How to Scrape Web Page using C#

How to Scrape Web Page using C#

Today we are going to learn how to scrape web page using C#.

Full Source Code is available at

https://github.com/DevInDeep/WebScraperTool

What is Web Scraping

Web scraping refers to the process of extracting data from websites.

For example, if you find an article on Wikipedia that you find interesting, you can simply copy-paste the desired paragraph. That is data extraction. It’s simple and easy enough.

But what if you want to download large amounts of data? I am talking about a huge amount, that simply can not be process by hand. In situation like this, you need automation.

Web scraping is an automatic method to obtain large amounts of data from websites. But most of this data is unstructured. It is presented in a HTML format. Scraping is a process where unstructured data is converted into a structured spreadsheet or database.

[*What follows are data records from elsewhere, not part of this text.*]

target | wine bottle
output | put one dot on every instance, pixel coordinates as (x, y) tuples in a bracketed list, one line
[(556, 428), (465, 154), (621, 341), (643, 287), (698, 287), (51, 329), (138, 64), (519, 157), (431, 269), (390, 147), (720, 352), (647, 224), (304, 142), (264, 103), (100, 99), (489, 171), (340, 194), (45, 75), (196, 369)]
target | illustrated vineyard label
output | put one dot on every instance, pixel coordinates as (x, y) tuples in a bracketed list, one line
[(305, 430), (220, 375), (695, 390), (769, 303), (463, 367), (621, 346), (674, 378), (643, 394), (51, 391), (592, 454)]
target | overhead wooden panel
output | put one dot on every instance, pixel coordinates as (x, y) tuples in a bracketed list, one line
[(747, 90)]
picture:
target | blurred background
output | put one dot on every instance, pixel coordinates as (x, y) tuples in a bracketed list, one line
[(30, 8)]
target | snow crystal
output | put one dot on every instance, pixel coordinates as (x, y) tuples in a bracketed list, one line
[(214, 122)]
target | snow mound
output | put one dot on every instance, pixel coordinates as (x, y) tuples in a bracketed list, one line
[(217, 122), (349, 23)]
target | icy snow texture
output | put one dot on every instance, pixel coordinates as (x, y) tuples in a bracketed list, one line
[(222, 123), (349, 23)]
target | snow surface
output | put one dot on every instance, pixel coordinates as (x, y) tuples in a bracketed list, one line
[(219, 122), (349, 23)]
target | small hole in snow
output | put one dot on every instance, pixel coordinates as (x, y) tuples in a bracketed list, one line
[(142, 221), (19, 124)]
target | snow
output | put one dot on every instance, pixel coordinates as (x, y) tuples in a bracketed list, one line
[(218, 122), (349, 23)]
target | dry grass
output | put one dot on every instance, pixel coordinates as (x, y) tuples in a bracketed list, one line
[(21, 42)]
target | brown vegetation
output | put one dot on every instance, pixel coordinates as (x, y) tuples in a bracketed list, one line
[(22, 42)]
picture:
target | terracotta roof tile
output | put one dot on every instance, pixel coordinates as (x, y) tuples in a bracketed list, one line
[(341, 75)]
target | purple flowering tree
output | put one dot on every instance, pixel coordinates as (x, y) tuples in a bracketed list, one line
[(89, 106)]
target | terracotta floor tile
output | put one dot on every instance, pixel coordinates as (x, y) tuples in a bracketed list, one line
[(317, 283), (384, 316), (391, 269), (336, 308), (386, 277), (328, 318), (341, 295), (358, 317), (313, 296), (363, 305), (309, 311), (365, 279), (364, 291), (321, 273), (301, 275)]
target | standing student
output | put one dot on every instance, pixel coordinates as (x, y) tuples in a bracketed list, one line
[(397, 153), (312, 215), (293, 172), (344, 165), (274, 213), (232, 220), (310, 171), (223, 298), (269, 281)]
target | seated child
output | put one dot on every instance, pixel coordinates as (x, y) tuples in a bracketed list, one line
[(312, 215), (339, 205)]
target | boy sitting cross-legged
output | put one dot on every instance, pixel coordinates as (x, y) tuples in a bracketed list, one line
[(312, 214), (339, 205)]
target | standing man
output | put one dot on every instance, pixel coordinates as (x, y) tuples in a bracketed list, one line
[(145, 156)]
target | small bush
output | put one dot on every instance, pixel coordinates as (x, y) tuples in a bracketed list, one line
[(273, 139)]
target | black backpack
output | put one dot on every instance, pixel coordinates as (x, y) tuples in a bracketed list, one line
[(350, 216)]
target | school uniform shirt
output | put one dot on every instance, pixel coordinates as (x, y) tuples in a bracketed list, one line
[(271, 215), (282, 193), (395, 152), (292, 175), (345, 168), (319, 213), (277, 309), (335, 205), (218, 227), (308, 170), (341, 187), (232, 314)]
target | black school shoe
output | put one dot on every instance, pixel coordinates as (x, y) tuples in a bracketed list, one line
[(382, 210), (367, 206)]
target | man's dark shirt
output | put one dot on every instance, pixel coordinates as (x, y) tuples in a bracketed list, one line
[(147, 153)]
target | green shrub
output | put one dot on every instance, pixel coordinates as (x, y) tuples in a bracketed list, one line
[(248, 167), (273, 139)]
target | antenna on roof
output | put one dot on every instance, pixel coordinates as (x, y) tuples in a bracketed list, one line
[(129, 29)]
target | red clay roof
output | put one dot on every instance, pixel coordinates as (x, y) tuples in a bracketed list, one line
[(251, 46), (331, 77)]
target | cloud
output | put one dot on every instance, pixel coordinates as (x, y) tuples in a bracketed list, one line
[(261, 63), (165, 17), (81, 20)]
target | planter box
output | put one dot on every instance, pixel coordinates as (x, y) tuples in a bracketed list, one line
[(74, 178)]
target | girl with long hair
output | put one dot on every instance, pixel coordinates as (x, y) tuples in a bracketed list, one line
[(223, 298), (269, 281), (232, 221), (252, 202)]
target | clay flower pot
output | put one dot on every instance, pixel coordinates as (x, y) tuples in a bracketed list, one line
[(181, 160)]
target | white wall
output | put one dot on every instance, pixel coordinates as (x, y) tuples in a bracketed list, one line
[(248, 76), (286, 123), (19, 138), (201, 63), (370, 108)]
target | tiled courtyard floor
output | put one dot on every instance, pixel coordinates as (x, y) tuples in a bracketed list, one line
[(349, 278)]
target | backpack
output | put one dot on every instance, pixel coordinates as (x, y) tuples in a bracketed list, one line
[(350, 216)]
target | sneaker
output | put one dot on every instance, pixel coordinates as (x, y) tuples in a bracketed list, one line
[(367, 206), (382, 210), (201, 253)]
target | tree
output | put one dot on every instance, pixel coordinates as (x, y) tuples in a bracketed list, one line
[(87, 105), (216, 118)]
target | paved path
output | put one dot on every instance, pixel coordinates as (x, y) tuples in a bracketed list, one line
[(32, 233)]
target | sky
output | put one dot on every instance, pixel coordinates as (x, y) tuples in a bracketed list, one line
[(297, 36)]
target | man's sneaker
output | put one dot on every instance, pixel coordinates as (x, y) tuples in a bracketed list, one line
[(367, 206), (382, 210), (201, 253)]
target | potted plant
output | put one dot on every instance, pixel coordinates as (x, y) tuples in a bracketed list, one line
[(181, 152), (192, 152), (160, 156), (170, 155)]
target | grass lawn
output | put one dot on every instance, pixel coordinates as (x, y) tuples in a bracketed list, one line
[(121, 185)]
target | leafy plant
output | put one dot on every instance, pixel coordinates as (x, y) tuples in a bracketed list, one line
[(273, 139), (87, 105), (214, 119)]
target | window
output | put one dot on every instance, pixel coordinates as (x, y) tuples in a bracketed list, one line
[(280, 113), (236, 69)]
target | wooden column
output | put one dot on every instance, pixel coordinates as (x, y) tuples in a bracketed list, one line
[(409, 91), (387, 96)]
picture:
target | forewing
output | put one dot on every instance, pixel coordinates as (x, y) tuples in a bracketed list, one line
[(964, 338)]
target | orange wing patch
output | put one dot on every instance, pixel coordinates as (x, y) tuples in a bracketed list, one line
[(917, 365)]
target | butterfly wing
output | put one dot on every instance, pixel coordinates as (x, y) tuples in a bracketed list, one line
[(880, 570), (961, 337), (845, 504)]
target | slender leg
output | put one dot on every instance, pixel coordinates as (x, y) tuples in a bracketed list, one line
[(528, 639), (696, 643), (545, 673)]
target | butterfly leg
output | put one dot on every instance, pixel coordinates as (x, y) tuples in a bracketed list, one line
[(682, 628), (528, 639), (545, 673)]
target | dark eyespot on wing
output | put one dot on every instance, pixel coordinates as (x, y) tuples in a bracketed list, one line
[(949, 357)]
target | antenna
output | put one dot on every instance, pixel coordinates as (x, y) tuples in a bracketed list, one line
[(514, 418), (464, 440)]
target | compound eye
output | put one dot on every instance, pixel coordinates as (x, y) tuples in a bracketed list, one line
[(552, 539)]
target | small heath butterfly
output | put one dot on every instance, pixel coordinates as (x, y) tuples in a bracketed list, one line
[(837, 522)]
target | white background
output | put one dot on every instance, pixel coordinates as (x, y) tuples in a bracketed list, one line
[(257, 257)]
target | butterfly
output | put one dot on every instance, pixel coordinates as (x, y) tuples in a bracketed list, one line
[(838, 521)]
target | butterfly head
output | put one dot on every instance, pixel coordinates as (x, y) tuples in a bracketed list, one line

There are many ways of performing this operations. Many modern websites offers an API. But, other don’t. This can be due to various reasons. In this particular case, you might want to use Web Scraping tool to get to the desired data.

Web Scraping tool in C#

In this tutorial we are going to scrape information from Wikipedia. To be more precise, we are going to find out which NBA franchise has the most championships.

To do that we must first enumerate all NBA teams. Then, for each team we need to find out the number of championships.

A quick search on Wikipedia lends us on the following page.

Wikipedia NBA Teams
NBA Teams

This table is exactly what I was hoping to find. A table with all NBA Teams currently playing in the league. But even better, there is a link that navigates me to the corresponding NBA Team Wikipedia page.

The Wikipedia page for the Boston Celtics looks something like this

Boston Celtics Wikipedia Page
Boston Celtics

This page contains how many championship titles the team has won. Currently Boston Celtics and Los Angeles Lakers are tied at 17.

This is the application we are going to code today. We are going to scrape all the data for each individual NBA Team. Look at their the number of championships won, and answer the question: “Which team has won most titles in the NBA League?”

If you already know the answer to the question, of course you can simply navigate to the teams page and scrape the number only. Or maybe even create a list of pages to scrape, and return the club with most trophies. But, for demonstration purposes we are going to go the long way round.

So let’s get started.

Create new project

The first step is to create a brand new project. I will be using a Console Application built under the .NET Framework. Of course, my language of choice is C#.

Visual Studio: Create New Project
Create New Console Application

Set the project name to: WebScraperTool or however you want to call it. But, because we want to learn how to scrape web page using C#, it is an appropriate name. I will be working with .NET 4.7.2

New Project

Install HtmlAgilityPack

In order to successfully scrape data of a web page using C#, we need to parse it first. HtmlAgilityPack is an HTML parser that will allow us to read data from the web page DOM by using XPath.

XPath on the other hand allows us to navigate through element nodes in HTML structured documents. As a result, we will be able to pinpoint particular piece of data, by combining these two technologies together.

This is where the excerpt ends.